Köhnke Thomas, Krupka Christina, Tischer Johanna, Knösel Thomas, Subklewe Marion
Department of Internal Medicine III, Ludwig-Maximilians-Universität (LMU), Munich, Germany.
Clinical Cooperation Group Immunotherapy at the Helmholtz Zentrum München, Munich, Germany.
J Hematol Oncol. 2015 Oct 8;8:111. doi: 10.1186/s13045-015-0213-6.
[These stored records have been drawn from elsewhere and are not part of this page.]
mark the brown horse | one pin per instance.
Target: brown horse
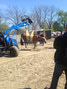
(35, 39)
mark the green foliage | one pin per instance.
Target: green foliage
(3, 27)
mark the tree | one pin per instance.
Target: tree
(45, 16)
(57, 26)
(3, 27)
(62, 18)
(49, 15)
(1, 16)
(13, 15)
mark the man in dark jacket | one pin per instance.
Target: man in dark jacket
(60, 57)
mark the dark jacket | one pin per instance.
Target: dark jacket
(60, 44)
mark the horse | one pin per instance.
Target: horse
(33, 39)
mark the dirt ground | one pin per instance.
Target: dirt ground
(33, 68)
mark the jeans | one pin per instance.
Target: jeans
(57, 73)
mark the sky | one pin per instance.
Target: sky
(28, 5)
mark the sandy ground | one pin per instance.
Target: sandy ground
(33, 68)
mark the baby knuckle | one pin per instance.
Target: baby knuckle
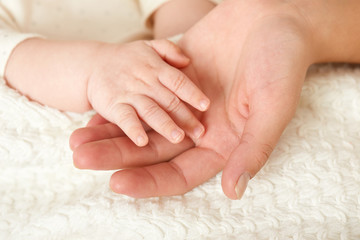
(179, 81)
(173, 105)
(150, 111)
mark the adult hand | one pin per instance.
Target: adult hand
(250, 58)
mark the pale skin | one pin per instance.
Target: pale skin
(128, 83)
(259, 52)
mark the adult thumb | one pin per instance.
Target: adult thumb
(261, 133)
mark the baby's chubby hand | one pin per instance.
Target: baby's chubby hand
(140, 81)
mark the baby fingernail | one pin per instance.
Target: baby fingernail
(198, 132)
(204, 104)
(242, 184)
(176, 135)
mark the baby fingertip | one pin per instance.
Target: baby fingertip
(198, 132)
(204, 105)
(141, 141)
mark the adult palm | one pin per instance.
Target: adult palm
(250, 60)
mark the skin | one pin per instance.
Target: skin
(259, 52)
(123, 82)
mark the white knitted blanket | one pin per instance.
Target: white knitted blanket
(309, 189)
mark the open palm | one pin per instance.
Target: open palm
(251, 66)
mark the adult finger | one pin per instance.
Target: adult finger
(261, 133)
(175, 177)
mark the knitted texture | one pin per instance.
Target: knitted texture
(309, 189)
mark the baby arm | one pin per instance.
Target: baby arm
(120, 81)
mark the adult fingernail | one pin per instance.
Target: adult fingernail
(242, 184)
(176, 135)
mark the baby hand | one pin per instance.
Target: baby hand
(140, 80)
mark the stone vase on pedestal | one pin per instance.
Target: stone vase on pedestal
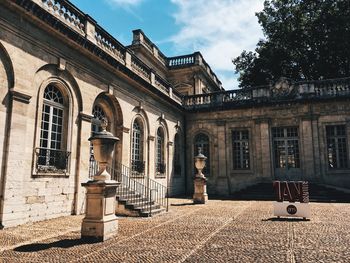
(200, 195)
(100, 222)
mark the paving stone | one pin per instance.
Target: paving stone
(220, 231)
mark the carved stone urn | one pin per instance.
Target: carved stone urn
(200, 195)
(103, 146)
(100, 222)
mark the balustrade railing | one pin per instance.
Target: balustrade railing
(332, 88)
(161, 84)
(181, 60)
(264, 94)
(66, 12)
(141, 68)
(109, 43)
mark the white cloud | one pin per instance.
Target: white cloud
(126, 2)
(219, 29)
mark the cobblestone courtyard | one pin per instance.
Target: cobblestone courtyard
(221, 231)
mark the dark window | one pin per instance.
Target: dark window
(286, 147)
(177, 155)
(137, 163)
(160, 163)
(99, 117)
(51, 155)
(240, 149)
(337, 147)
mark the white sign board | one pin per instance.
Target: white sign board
(291, 209)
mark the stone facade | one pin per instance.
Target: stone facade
(53, 44)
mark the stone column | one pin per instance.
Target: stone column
(307, 147)
(265, 148)
(200, 195)
(100, 222)
(17, 162)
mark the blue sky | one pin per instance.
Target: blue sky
(219, 29)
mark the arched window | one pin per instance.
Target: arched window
(52, 154)
(99, 116)
(202, 141)
(177, 155)
(137, 163)
(160, 155)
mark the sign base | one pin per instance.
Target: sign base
(291, 209)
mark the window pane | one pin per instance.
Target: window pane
(202, 141)
(240, 149)
(336, 147)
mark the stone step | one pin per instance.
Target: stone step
(146, 213)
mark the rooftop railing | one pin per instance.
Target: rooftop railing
(323, 89)
(66, 12)
(87, 28)
(190, 60)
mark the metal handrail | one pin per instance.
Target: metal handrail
(136, 189)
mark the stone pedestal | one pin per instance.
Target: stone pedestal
(100, 222)
(200, 195)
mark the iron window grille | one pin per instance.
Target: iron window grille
(337, 147)
(202, 141)
(286, 147)
(51, 161)
(240, 149)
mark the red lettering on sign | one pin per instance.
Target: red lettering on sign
(292, 191)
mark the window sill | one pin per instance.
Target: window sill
(63, 175)
(338, 171)
(160, 176)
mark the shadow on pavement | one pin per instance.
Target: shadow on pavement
(285, 219)
(65, 243)
(182, 204)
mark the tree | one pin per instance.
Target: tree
(304, 40)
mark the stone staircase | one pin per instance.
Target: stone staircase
(317, 192)
(130, 203)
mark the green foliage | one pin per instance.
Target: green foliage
(304, 39)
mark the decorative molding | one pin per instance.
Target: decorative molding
(220, 123)
(110, 90)
(62, 64)
(262, 120)
(139, 107)
(86, 116)
(20, 96)
(309, 117)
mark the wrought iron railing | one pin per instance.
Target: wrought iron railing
(51, 160)
(138, 168)
(161, 168)
(143, 192)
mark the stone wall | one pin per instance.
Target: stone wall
(40, 57)
(310, 119)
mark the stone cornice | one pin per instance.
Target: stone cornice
(86, 116)
(20, 96)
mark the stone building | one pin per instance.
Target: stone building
(61, 74)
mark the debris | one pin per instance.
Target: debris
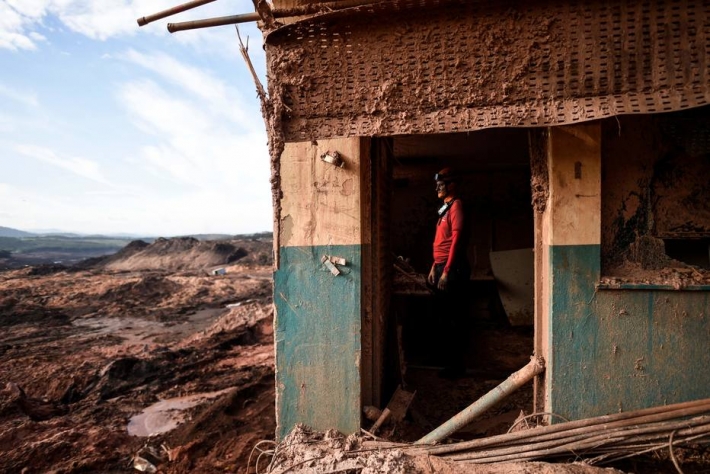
(371, 413)
(602, 439)
(334, 158)
(509, 385)
(329, 265)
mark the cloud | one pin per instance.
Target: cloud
(25, 98)
(212, 92)
(80, 166)
(99, 19)
(196, 146)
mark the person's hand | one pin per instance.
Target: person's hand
(443, 281)
(431, 276)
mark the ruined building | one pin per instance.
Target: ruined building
(583, 132)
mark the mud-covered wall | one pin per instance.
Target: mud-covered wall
(318, 321)
(612, 349)
(405, 66)
(655, 187)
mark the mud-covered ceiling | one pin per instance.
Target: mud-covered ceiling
(422, 67)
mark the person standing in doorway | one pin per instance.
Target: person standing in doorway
(450, 272)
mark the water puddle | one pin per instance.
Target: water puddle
(136, 331)
(166, 415)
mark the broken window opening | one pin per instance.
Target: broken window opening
(656, 199)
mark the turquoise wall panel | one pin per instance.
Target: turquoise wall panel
(613, 350)
(317, 333)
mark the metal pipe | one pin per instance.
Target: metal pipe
(508, 386)
(172, 11)
(209, 22)
(280, 13)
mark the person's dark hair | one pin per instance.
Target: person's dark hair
(446, 175)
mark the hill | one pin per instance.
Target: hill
(184, 254)
(9, 232)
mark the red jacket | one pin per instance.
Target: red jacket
(447, 239)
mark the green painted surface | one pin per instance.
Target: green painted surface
(613, 350)
(317, 332)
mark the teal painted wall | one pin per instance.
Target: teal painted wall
(317, 332)
(614, 350)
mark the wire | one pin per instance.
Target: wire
(519, 420)
(670, 450)
(261, 452)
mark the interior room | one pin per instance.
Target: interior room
(493, 169)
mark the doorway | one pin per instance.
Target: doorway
(494, 170)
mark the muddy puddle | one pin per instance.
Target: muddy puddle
(137, 331)
(166, 415)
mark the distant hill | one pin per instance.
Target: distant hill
(184, 253)
(9, 232)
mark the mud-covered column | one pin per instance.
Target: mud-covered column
(318, 285)
(571, 237)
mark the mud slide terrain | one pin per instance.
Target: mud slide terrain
(99, 364)
(148, 361)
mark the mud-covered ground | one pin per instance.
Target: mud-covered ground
(107, 371)
(82, 353)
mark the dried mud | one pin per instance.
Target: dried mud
(82, 352)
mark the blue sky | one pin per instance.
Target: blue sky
(106, 127)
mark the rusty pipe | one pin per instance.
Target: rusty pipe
(518, 379)
(278, 13)
(172, 11)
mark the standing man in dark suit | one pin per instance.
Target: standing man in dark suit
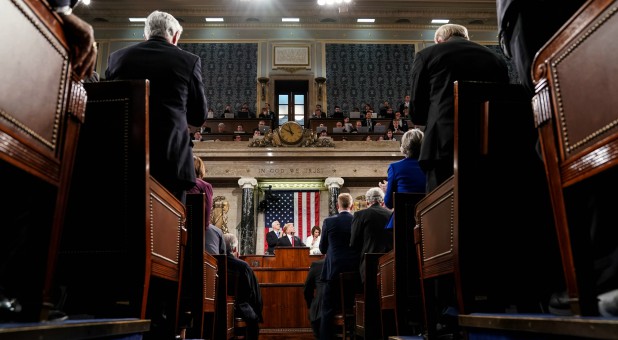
(368, 233)
(273, 236)
(527, 25)
(454, 57)
(340, 257)
(176, 98)
(289, 239)
(314, 286)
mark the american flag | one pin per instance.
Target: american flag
(299, 207)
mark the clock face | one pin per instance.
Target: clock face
(291, 133)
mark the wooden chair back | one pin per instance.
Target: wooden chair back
(124, 224)
(200, 272)
(575, 113)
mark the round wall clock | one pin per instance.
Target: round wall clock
(291, 133)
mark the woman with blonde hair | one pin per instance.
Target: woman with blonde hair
(313, 241)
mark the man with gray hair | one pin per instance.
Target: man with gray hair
(434, 70)
(247, 297)
(176, 98)
(368, 233)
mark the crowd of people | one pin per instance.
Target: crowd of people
(177, 100)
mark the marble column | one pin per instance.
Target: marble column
(333, 184)
(247, 233)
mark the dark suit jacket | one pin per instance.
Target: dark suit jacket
(284, 241)
(248, 289)
(434, 71)
(368, 233)
(526, 25)
(176, 100)
(272, 239)
(313, 289)
(335, 244)
(403, 126)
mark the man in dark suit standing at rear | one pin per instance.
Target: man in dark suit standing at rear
(340, 257)
(176, 98)
(434, 70)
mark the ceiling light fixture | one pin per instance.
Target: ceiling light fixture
(333, 2)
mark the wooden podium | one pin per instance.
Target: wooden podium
(282, 278)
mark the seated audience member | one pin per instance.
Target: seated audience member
(245, 108)
(348, 127)
(389, 135)
(398, 125)
(214, 243)
(288, 239)
(264, 113)
(273, 236)
(312, 291)
(383, 110)
(205, 129)
(389, 113)
(313, 241)
(261, 124)
(405, 175)
(201, 186)
(368, 233)
(405, 104)
(369, 121)
(338, 113)
(197, 136)
(318, 114)
(366, 109)
(248, 298)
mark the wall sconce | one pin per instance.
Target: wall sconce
(320, 81)
(263, 81)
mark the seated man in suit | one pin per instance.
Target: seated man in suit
(248, 297)
(289, 239)
(398, 125)
(338, 113)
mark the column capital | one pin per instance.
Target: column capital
(247, 182)
(335, 182)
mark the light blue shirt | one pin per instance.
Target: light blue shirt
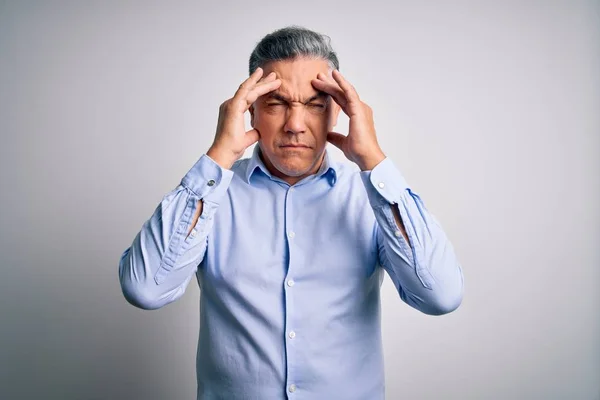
(290, 276)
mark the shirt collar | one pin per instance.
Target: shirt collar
(328, 168)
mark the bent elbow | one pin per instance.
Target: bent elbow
(140, 297)
(443, 305)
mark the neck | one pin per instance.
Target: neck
(290, 180)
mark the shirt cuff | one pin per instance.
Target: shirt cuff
(384, 183)
(207, 179)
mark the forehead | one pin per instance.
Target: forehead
(296, 75)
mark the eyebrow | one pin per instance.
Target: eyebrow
(280, 97)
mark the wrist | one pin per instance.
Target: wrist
(221, 157)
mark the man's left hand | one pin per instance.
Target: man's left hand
(360, 145)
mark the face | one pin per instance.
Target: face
(293, 120)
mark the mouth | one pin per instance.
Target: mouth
(294, 146)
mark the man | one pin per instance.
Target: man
(289, 246)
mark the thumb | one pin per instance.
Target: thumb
(337, 139)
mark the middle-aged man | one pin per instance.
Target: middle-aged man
(289, 246)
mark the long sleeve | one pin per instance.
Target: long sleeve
(425, 271)
(156, 269)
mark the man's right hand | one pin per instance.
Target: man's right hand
(231, 138)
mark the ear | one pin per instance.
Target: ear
(251, 109)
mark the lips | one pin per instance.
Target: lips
(295, 146)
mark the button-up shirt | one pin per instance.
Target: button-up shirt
(290, 275)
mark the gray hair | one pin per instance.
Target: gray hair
(292, 42)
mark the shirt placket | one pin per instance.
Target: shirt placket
(289, 289)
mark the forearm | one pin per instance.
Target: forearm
(413, 248)
(195, 218)
(156, 269)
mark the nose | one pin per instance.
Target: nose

The bispecific T cell engager blinatumomab has shown encouraging clinical activity in B-precursor acute lymphoblastic leukemia (ALL). However, about half of relapsed/refractory patients do not respond to therapy. Here, we present the case of a 32-year-old male patient with refractory B-precursor ALL who was resistant to treatment with blinatumomab. Bone marrow immunohistochemistry revealed T cell infiltrates and an increase in programmed death-ligand 1 (PD-L1)-positive ALL cells as a potential immune escape mechanism. We were able to recapitulate the clinical observation in vitro by showing that blinatumomab was not able to mediate cytotoxicity of CD19-positive ALL cells using autologous T cells. In contrast, the addition of healthy donor T cells led to lysis of ALL cells.These results strongly encourage further systematic evaluation of checkpoint molecules in cases of blinatumomab treatment failure and might highlight a possible mechanism to overcome resistance to this otherwise highly effective treatment.
双特异性T细胞衔接器博纳吐单抗在B前体急性淋巴细胞白血病(ALL)中已显示出令人鼓舞的临床活性。然而,约一半的复发/难治性患者对治疗无反应。在此,我们报告一例32岁男性难治性B前体ALL患者,其对博纳吐单抗治疗耐药。骨髓免疫组化显示T细胞浸润以及程序性死亡配体1(PD-L1)阳性ALL细胞增加,这是一种潜在的免疫逃逸机制。我们通过体外实验再现了临床观察结果,即博纳吐单抗无法利用自体T细胞介导CD19阳性ALL细胞的细胞毒性。相反,添加健康供体T细胞则导致ALL细胞裂解。这些结果有力地促使在博纳吐单抗治疗失败的病例中进一步系统评估检查点分子,并可能突出一种克服对这种原本高效治疗耐药性的可能机制。